By Sanjiban Sengupta

Elevator Pitch

The Velox Project by Meta is a unified execution engine that shall transform data compute operations by minimizing complexity with universal semantics for consistent features. Seamlessly integrable via PyVelox, harnessing Python’s simplicity for effortless adoption into various architectures.

Description

Velox, an open-source project by Meta, is a C++ database acceleration library which provides high-performance components for processing huge datasets. Voltron Data, in collaboration with the Meta open-source team, has been developing PyVelox, a Python package that adds bindings to commonly used Velox APIs. This addition empowers Velox developers to leverage Python’s interactive REPL, enabling them to efficiently explore and triage Velox vectors and associated data components. Consequently, PyVelox enables Python developers to execute data queries, including SQL queries, across a wide spectrum of workloads such as batch processing, stream processing, AI/ML, and more.

Velox stands out as a unified engine for data execution, offering a versatile execution engine that seamlessly integrates with diverse data compute architectures. This integration minimizes redundancy while extending consistent functionality across various frameworks. Currently, Velox finds applications in engines like Presto and Apache Spark, alongside Meta’s internal streaming service XStream, with integration plans underway for Apache Flink. Previously, say for a data compute architecture built on Spark or Presto, the user needed the respective engine for the execution of data queries, however, Velox facilitates using the same execution engine for both of them, thus unifying the process for any data compute operation. This unification not only reduces complexity but also ensures universal semantics throughout the entire data lifecycle, thus features generated during ad hoc training, or online execution remain consistent.

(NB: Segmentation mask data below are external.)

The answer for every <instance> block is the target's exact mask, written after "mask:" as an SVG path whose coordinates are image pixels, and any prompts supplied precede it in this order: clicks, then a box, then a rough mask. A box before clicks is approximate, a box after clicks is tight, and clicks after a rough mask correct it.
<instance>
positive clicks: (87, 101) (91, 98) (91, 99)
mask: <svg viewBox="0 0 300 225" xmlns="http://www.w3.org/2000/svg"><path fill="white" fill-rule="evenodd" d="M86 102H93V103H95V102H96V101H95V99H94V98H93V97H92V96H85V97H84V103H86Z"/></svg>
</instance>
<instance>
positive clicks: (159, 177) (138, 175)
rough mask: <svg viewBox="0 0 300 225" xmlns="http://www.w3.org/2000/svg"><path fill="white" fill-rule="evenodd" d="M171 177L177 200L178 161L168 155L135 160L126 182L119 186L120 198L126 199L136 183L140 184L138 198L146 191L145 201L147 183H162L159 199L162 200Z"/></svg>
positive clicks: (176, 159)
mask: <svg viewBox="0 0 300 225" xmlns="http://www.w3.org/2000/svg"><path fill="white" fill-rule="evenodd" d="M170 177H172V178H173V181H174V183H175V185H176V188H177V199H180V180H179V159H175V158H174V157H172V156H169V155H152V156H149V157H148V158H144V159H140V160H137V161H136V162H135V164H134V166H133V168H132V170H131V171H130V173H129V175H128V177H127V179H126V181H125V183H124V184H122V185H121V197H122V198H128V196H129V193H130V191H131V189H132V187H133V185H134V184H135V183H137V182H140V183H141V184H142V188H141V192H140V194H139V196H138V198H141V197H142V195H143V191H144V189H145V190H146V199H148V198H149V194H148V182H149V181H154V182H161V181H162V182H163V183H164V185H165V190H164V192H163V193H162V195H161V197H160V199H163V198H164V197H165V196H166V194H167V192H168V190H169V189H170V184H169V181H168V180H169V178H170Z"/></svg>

In this talk, we aim to briefly discuss Velox, its philosophy and methodology. Following this, we shall move to PyVelox, its data types, expressions, and functionalities, thus demonstrating the simplicity of running database queries on Velox using Python APIs without losing efficiency.


Outline:

  • Velox Incubation
    • Open-sourced by Facebook in late 2021.
  • Velox development over the years
  • Need for PyVelox
  • PyVelox Developments
    • Data types
    • Expressions
    • Serialization-deserialization
    • Conversion to-and-from Apache Arrow
    • Type and function signatures
  • Demo
  • PyVelox future goals

Pre-requisites:
Knowledge of data engineering and analytics will be helpful. The project is an execution engine, that can be integrated into a data compute architecture, so experience with SQL or data relational queries will be beneficial. The talk will include topics on Python bindings based on pybind11, thus Python and intermediate C++ knowledge is expected.


Project URLs:
Project GitHub Link
Project Webpage
Project Documentation

Notes

Why I am the best person to speak on this subject?
Being a part of Voltron Data, I have been collaborating with the official open-source team of Meta on the development of PyVelox, particularly involved in developing features like Arrow-Velox conversion, complex-types implementation, etc. I plan to talk about the project and discuss its future directions and practical applications.